A first-of-its-kind look at the nanostructure of tooth enamel helps uncover the secret of the hardest substance in the human body.

While the enamel on our teeth looks pretty much like bone, it’s not actually living tissue (while bones are). Enamel grows while teeth are developing to encase all the other material in our teeth and provides protection. Once the teeth are fully developed, they lose the ability to repair or grow new enamel. It’s not so bad, though: enamel is incredibly tough and harder, pound for zpound, than steel.

The skin of our teeth

“We apply huge pressure on tooth enamel every time we chew, hundreds of times a day,” says biophysicist Pupa Gilbert from the University of Wisconsin-Madison. “Tooth enamel is unique in that it has to last our entire lifetime. How does it prevent catastrophic failure?”

The new study reports it all comes down to enamel’s “hidden structure”. The outer layer of our teeth, they explain, is constructed out of a complex weave of hydroxyapatite nanocrystals. Hydroxyapatite is a phosphate mineral from the apatite family that contains calcium and makes up to 70% of our bones by weight.

In tooth enamel, hydroxyapatite takes the shape of crystals one-thousandth the thickness of human hair. They’re so small, the team explains, that nobody has been able to get a proper look at them until now.

“Prior to this study, we just didn’t have the methods to look at the structure of enamel,” Gilbert says. “But with a technique that I previously invented, called polarisation-dependent imaging contrast (PIC) mapping, you can measure and visualise in colour the orientation of individual nanocrystals and see many millions of them at once.”

Using the PIC technique on human tooth enamel, the team spotted that the hydroxyapatite nanocrystals were not oriented in as we had previously assumed. Instead, they’re bundled up into ‘rods’ and ‘interrods’. The team further describes a gradual change in the orientation between adjacent nanocrystals that was similarly unexpected. Differences in orientation between adjacent crystals ranged between 1 and 30 degrees, they report.

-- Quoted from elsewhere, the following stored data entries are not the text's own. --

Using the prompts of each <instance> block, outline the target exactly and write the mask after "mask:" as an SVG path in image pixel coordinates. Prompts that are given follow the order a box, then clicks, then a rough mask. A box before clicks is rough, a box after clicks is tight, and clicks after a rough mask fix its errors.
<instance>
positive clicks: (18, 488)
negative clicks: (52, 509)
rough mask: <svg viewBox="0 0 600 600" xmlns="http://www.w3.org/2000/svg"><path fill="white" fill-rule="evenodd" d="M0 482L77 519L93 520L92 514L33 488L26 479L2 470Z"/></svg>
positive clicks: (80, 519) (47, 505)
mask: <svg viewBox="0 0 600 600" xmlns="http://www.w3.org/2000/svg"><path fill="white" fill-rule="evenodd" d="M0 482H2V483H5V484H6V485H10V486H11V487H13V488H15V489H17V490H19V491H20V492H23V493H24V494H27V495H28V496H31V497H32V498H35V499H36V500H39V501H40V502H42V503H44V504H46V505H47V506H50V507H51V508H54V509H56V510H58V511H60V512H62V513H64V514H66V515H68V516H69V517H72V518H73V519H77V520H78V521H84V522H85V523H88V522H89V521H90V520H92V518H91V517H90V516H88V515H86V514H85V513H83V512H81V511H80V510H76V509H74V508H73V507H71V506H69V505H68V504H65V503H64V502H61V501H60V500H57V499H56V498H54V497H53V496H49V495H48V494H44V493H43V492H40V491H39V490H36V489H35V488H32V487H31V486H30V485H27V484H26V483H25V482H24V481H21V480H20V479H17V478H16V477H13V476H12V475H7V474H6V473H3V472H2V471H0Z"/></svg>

“We propose that mis-orientation of adjacent enamel nanocrystals provides a toughening mechanism,” the study reads. “If all crystals are co-oriented, a transverse crack can propagate across crystal interfaces, whereas if the crystals are mis-oriented a crack primarily propagates along the crystal interfaces.”

While testing their hypothesis in real life would be very difficult, computer modeling of the enamel’s structure and its behavior supports the team’s view. These models showed that cracks could spread through enamel’s crystal structure through pressure and how, also revealing that cracks propagated more quickly through perfectly-aligned crystal networks. The researchers therefore believe that the angles of mis-orientation they found in enamel is the best at deflecting cracks, selected for over the course of millions of years of natural evolution.

“Crack deflection is a well-established toughening [mechanism], we therefore conclude that in enamel the observed mis-orientations play a key mechanical role: they increase the toughness of enamel at the nanoscale, which is fundamentally important to withstand the powerful masticatory forces, approaching 1,000 newtons, repeated thousands of times per day.”

The paper “The hidden structure of human enamel” has been published in the journal Nature Communications.